Properties of landmark data

Running LaSEC on multiple types of data demonstrates important properties of landmark-based GM data. The effect of inter-landmark covariance structure on shape characterization is unclear based on simulated data analyzed in this study. As anticipated, however, the results suggest that fewer 3-D than 2-D landmarks are generally required to attain equivalent fidelity in shape characterization. In addition, both simulated and empirical data show that landmark data are statistically consistent for capturing shape and size variation, where incorporating additional landmarks will steadily improve the characterization of shape variation, at least as measured by PSS. Whether landmark data are statistically efficient is less clear. For the empirical datasets used in this study, the variance in fit value diminishes consistently with larger landmark sampling, implying that landmark data are statistically efficient (Fig 6). The sampling curves of simulated datasets, in contrast, are more nuanced, showing increasing variance in fit values up to certain subsampling of landmarks, followed by a decreasing trend once the landmark sampling reaches a plateau in the curve (Figs 25).
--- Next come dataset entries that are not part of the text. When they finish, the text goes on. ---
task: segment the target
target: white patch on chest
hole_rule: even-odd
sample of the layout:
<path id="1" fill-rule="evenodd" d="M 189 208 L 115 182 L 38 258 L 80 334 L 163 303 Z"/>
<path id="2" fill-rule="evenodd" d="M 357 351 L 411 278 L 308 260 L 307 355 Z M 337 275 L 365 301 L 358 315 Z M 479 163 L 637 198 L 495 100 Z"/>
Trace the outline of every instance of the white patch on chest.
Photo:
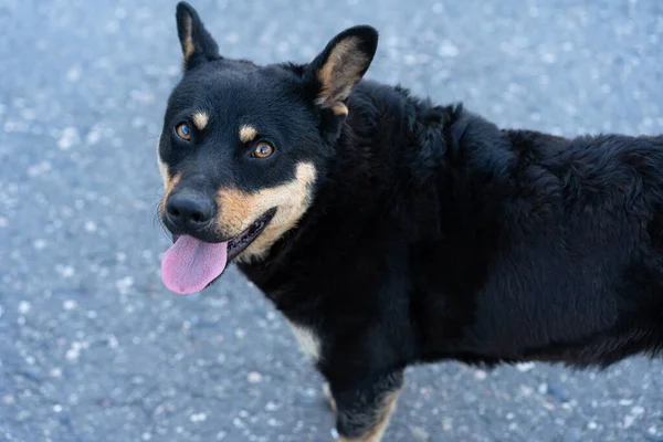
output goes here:
<path id="1" fill-rule="evenodd" d="M 293 323 L 290 323 L 290 325 L 293 328 L 295 338 L 297 338 L 297 343 L 299 343 L 299 347 L 302 347 L 304 354 L 314 361 L 317 361 L 320 358 L 320 338 L 318 338 L 311 328 L 302 327 Z"/>

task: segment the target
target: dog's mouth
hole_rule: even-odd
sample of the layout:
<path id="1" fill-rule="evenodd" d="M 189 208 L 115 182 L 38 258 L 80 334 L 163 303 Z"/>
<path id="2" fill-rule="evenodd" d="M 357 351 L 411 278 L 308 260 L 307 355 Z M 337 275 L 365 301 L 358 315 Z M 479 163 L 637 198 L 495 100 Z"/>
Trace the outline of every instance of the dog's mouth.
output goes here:
<path id="1" fill-rule="evenodd" d="M 198 293 L 212 284 L 228 263 L 242 253 L 269 225 L 276 214 L 272 208 L 235 238 L 217 243 L 190 235 L 173 235 L 173 244 L 161 261 L 164 285 L 180 295 Z"/>

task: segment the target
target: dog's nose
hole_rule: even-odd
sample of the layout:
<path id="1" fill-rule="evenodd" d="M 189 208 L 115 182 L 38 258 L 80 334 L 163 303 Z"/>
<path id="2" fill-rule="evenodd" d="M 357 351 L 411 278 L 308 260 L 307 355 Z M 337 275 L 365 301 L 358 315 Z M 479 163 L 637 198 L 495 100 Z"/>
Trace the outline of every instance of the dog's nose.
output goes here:
<path id="1" fill-rule="evenodd" d="M 214 215 L 214 201 L 189 191 L 171 194 L 166 203 L 170 222 L 180 229 L 200 230 L 208 225 Z"/>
These conflicting outcomes suggest that theoretically, landmark data are not necessarily statistically efficient, but they are likely to be efficient for characterizing shape variation in biological systems.
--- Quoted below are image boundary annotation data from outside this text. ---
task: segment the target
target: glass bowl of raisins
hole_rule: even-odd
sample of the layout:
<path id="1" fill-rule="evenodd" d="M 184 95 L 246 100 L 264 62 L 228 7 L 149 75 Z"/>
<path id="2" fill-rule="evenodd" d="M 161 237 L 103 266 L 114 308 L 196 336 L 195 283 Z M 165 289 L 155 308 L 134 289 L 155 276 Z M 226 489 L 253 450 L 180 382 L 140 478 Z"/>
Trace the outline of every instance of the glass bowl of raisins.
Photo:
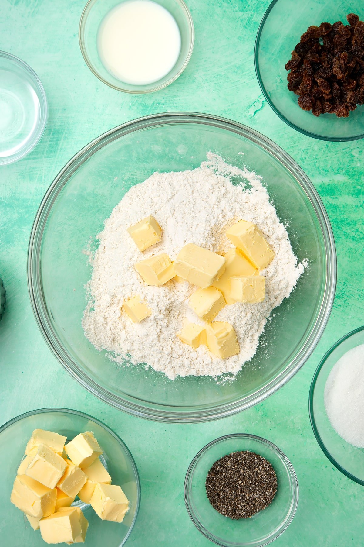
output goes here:
<path id="1" fill-rule="evenodd" d="M 273 0 L 259 26 L 258 82 L 277 114 L 324 141 L 364 137 L 364 2 Z"/>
Similar discrepancy exists between simulated and empirical data regarding the number of landmarks required for stationarity in shape information. Simulated 2-D and 3-D data suggest that stationarity in shape information requires the number of landmarks to exceed the number of specimens (Figs 25). With the exception of simulated data with 80 specimens, landmark sampling reaches a median fit value of 0.90 only when the number of landmarks equals or exceeds the specimen count. Such data could dramatically reduce the power of parametric statistical tests or prohibit certain procedures, although recent methodological advancements have mitigated this issue for some analyses [10,28,29]. The empirical data selected for this study, however, indicate that equivalent fidelity in shape information is achieved with fewer landmarks than specimens (Fig 6). Again, these discordant results are likely due to fundamental differences in the structure of shape variation between simulated and empirical datasets. Compared to coordinates sampled from a normal distribution under a single variance-covariance scheme, shape variation in biological systems is expected to be far more structured due to myriad factors, such as physical, developmental, and functional constraints, that differentially act on taxonomic groups and anatomical structures. Hence, proportionately far fewer landmarks are expected to be necessary for robustly capturing the shape variation of biological specimens than with simulated shapes.
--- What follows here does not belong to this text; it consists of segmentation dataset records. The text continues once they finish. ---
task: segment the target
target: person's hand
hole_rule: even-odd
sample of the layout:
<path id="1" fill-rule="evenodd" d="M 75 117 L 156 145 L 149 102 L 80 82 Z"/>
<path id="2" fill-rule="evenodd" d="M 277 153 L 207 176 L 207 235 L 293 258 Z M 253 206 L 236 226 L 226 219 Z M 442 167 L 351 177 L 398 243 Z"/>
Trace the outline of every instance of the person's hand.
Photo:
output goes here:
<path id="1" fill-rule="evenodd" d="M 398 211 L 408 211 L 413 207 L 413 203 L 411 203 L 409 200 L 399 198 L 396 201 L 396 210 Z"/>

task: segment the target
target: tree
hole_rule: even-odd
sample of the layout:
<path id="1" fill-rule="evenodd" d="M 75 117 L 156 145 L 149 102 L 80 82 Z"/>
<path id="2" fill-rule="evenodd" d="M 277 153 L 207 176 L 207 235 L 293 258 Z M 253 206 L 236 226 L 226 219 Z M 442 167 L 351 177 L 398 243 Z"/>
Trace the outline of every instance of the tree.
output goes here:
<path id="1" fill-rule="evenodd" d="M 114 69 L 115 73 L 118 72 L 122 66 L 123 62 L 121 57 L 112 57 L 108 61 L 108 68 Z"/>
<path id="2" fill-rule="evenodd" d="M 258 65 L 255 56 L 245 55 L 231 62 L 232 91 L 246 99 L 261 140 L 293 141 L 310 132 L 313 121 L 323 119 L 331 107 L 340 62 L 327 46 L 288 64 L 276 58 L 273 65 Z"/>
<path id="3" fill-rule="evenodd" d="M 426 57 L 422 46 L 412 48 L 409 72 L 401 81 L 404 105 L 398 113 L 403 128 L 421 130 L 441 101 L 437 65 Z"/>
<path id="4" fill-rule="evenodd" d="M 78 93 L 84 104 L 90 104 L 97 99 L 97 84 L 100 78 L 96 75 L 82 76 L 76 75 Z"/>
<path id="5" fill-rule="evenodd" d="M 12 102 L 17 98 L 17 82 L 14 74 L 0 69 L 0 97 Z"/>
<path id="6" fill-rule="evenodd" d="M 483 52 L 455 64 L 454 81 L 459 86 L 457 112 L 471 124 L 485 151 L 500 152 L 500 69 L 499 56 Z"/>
Nevertheless, landmark data will each contain a unique structure in shape variation. For instance, denser landmark sampling is generally expected for capturing morphological variation within a population than across major clades. While analyzing simulated data helps identify clear signs of robust shape characterization, the idiosyncrasies of individual datasets prevent a formulation of unambiguous principles regarding adequate number of landmarks that are extensible across all empirical datasets. As such, the quality of landmark data need to be assessed for individual datasets.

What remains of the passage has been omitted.